As my cleaning days are winding down for the next phase, I am grateful for what I've gained: besides the phone, the ability to get my first credit card and keep it payed down, building a name for myself, the feeling of a job-well-done, and saving up for a few memorable trips that I paid for all on my own top the list.

As part of the Change, I don't feel under appreciated at home at all (by Blake at least, the kids could use some work:), I am in a home now that I find less-isolating and more manageable so I'm not itching for freedom the way I was in the past. Blake and I have worked very hard on using things like cell phones and text messaging as a supplement to our (new and improved!) healthier in-person communication; it is no longer a symbol of our out-of-sync-ness. I'm thrilled to report that Blake has given in to the "dark side" and has his own iPhone now. Praise, Jeebus!

Our phones are in a better relationship, too--a constant stream of loving banter, picture heavy flirting, details going back and forth to manage our life together, documenting our adventures from our own perspectives. Other than all of these obvious communication uses, I love the little things that our phones allow us to do to help keep us connected, and me more organized. I've put a few examples below, many of them involve shopping decisions.

At Old Navy, text to to Blake, to show MG: "Ask MG which one"

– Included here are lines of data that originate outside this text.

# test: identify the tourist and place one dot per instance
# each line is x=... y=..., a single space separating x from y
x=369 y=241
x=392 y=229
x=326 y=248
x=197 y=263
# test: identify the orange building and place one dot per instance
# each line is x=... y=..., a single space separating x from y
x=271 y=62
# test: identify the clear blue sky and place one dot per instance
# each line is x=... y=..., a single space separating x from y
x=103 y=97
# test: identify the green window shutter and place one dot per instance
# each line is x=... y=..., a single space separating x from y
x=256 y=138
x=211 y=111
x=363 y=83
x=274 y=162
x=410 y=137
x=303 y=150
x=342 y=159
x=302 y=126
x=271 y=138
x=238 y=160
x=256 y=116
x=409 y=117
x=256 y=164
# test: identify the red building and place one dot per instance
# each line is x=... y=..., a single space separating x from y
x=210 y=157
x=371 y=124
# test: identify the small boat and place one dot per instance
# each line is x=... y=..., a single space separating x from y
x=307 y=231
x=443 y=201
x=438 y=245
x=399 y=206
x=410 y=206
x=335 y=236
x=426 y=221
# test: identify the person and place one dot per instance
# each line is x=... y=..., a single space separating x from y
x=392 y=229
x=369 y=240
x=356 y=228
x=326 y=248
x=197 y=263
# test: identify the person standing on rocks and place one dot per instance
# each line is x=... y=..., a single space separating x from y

For myself, pic taken from a magazine while waiting for a pizza of a cocktail recipe


One of many Ikea pics, to document the items we want to buy for the new house, providing me with the item to show B, the price and dimensions


I always have problems with these people and payments so I took a screen shot, just in case.


From Target, text to Blake: "what do you think of Geo in this? It's fleece..only $7, can u pay me back?"


From Lounge Lizard, text to Blake: "This one is only $200!"


From Nordstroms with MG, text to Blake: "She wants these. They have zippers inside."


From a taco truck, menu for future reference


From the Rack, texting slipper options to Blake

Tell me, do you have these on your phone too?